4. Found a useful script written by a well-known Mac Admin that basically creates the groups com.apple.local.ard_admin, com.apple.local.ard_interact, com.apple.local.ard_manage and com.apple.local.ard_reports on the local Mac if they don't exist already. Within the same script, you declare hard coded values for the user you wish to add and the group you wish to add it to.


Documentation on these groups and their permission levels can be found in older Apple documentation for ARD 3.x from years ago.

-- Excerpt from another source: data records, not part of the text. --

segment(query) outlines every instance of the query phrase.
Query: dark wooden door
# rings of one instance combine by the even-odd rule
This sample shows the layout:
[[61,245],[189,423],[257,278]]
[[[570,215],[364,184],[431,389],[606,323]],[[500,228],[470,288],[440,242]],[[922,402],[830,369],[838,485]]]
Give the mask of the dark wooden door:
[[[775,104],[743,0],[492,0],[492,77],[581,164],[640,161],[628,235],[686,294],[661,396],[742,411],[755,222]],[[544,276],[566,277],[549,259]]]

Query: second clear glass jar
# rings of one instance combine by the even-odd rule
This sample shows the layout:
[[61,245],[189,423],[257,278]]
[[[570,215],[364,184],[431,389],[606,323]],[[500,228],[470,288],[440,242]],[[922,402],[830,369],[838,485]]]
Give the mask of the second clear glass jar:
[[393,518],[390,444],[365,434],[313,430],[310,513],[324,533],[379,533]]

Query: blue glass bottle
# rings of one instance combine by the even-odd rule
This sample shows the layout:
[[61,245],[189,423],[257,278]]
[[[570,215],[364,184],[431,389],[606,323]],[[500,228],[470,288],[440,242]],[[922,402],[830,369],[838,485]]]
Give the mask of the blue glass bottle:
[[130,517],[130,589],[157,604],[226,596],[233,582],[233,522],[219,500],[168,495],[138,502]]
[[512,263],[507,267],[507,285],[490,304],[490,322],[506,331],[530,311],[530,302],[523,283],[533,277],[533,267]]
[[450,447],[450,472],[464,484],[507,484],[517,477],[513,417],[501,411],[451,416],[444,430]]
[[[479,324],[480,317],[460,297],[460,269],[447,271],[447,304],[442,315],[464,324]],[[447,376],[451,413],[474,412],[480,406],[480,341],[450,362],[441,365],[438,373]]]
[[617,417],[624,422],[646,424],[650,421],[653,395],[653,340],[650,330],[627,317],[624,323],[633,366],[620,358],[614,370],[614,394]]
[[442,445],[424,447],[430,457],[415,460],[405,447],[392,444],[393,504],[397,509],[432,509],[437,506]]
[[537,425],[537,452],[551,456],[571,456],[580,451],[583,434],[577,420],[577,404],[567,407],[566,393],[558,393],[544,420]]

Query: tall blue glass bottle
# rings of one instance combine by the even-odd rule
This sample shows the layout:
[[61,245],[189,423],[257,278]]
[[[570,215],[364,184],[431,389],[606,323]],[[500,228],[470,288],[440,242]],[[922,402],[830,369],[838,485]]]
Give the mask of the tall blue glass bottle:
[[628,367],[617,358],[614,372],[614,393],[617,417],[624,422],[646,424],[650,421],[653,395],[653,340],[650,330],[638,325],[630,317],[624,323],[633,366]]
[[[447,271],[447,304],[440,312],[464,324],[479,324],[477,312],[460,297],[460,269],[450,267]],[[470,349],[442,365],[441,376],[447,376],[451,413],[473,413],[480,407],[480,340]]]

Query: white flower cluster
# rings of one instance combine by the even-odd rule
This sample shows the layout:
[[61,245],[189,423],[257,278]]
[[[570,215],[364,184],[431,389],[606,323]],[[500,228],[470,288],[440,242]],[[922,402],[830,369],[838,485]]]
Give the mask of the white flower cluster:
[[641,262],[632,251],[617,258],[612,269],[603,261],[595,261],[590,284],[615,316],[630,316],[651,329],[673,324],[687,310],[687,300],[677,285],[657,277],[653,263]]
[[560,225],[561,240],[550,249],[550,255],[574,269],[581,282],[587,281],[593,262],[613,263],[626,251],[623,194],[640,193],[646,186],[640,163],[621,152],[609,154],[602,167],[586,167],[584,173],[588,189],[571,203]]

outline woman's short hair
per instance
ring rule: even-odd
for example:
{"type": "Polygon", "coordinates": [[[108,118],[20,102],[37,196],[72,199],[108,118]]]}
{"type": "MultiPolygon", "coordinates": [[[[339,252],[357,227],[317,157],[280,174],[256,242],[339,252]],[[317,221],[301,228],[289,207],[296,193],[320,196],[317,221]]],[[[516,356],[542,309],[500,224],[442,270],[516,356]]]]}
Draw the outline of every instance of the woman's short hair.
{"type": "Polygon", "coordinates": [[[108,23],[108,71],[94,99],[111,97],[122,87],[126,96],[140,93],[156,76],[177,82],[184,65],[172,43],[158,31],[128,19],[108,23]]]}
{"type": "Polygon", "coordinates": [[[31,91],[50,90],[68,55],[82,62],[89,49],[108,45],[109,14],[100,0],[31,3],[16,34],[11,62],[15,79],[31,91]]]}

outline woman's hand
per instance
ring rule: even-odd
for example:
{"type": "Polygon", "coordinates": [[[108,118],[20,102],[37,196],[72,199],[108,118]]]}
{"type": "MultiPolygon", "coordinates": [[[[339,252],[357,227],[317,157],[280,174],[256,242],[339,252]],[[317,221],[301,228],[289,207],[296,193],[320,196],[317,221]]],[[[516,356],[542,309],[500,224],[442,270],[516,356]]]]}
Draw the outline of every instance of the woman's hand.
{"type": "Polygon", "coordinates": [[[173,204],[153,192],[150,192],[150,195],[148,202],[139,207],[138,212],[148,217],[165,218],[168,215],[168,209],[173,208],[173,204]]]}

The script then runs the following to add the user to the group you specified in the hard coded value

/usr/sbin/dseditgroup -o edit -a "$youruser" -t user "$yourgroup"


Finally it runs:


/System/Library/CoreServices/RemoteManagement/ARDAgent.app/Contents/Resources/kickstart -activate

/System/Library/CoreServices/RemoteManagement/ARDAgent.app/Contents/Resources/kickstart -configure -allowAccessFor -specifiedUsers

/System/Library/CoreServices/RemoteManagement/ARDAgent.app/Contents/Resources/kickstart -configure -clientopts -setdirlogins -dirlogins yes

/System/Library/CoreServices/RemoteManagement/ARDAgent.app/Contents/Resources/kickstart -restart -agent


4A. Ran the script successfully for my "localadmin" user, but was presented a grisly warning "Warning: macos 10.14 and later only allows control if Screen Sharing is enabled through System Preferences.”


4B. Promptly ignored the warning and ran the script again to add my "ard" user to a different group. Again success, but again grisly warning. Again ignored it.


5. Went over to a different Mac with the latest ARD admin installed and was successfully able to control the machine that kickstart was run on as both users. Same if I quit ARD and use vnc://<kickstartcomputerIPAddress> from Go --> Connect to Server


It sounds great that this works...the big question is...will Apple kill this functionality before Mojave ships? I hope not as K-12 school administrators still need to remotely control machines in public labs.